= Grays Harbor Historical Seaport Authority =

Grays Harbor Historical Seaport Authority, also known as Grays Harbor Historical Seaport, is a government authority created in 1986 by the city of Aberdeen, Washington, as a 501(c)(3) corporation. It was created to commemorate Washington's centennial of statehood. Operations began in 1987 with the purpose of building and operating a full-scale reproduction of the 18th-century brig Lady Washington. Additional goals were to build and operate a maritime museum to promote tourism and economic development in the Grays Harbor area, and to provide educational programs for schools and communities.

==Fleet==
The authority owns and operates a fleet of vessels.

Current vessels:
- Lady Washington a 1989 replica of the 18th century brig of the same name.
- Capt. Matt Peasley and Hewitt R. Jackson are replica longboats from the ship Columbia Rediviva

Former vessels:
- Hawaiian Chieftain a square topsail ketch, sold in 2021 after being retired in 2020 due to electrolysis weakening its steel hull.

== Seaport Landing ==
The Seaport Landing is a 38-acre riverfront property formerly used as a sawmill by Weyerhaeuser and donated to GHHSA in 2013. Plans are to build a mixed-use waterfront development with six major project elements
- Environmental remediation
Addressing the impacts resulting from over 100 years of industrial use. Notably diesel and oil in groundwater, shoreline hazardous waste and wood waste accumulation.
- Interpretive center
An interactive learning center designed for school age children and families to learn about the maritime history and ecology of Grays Harbor.
- Waterfront trail and park
Multi-purpose trail with activity nodes and interpretive elements that integrates habitat enhancement along the shoreline.
- Commercial businesses
Riverfront accommodations for tourists and dining for visitors and locals.
- Moorage improvements
Construction of a floating dock adjacent to an existing fixed pier to improve accessibility to the tall ships during the range of tides.
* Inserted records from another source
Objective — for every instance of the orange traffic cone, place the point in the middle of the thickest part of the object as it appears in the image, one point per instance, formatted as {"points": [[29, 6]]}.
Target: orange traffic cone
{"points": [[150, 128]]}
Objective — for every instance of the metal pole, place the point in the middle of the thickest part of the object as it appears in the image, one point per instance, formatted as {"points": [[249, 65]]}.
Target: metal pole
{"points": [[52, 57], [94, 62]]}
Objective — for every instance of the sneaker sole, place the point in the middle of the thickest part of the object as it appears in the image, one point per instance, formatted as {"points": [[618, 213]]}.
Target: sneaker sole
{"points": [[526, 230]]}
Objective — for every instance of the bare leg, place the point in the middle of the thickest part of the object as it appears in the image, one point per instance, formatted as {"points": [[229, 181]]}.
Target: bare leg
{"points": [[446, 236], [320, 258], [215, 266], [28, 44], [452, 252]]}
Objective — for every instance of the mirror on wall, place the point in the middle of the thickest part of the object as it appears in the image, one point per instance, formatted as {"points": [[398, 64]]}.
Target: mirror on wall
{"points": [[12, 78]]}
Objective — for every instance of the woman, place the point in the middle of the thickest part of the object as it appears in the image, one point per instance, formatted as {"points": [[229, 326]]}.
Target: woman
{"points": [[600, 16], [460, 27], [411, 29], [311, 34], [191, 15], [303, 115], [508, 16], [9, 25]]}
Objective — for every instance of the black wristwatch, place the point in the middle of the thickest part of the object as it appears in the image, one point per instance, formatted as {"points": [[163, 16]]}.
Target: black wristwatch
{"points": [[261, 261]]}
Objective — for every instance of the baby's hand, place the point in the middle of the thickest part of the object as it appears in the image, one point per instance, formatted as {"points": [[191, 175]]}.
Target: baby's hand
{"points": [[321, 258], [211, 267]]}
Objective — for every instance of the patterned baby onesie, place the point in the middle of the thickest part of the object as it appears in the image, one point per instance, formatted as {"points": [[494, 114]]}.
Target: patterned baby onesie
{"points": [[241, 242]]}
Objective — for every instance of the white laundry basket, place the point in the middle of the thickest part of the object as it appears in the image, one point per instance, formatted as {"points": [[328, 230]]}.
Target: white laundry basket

Creation of a public boat launch operated by the city of Aberdeen.
- Education programs
Renovation of existing industrial building for use as a maritime trade school in partnership with Grays Harbor Community College.

== Other projects ==
- The Spar Shop – The Spar Shop provided at-risk youth with job shadowing and vocational training opportunities. The 10,000-square-foot drive-through shop featured the largest tracer-lathe in North America. They could turn logs up to 40 inches in diameter and 122 feet in length. Its current status is unknown, but it will be part of the new Seaport Landing.
- The Seafarer Collective (formerly Sea School Northwest) – The Seafarer Collective (TSC) is a vocational training program for aspiring mariners. They offer an Entry-Level Merchant Mariner Course, Recreational Marlinspike Course, and a USCG-Approved Online Able Bodied Seaman Certificate Course.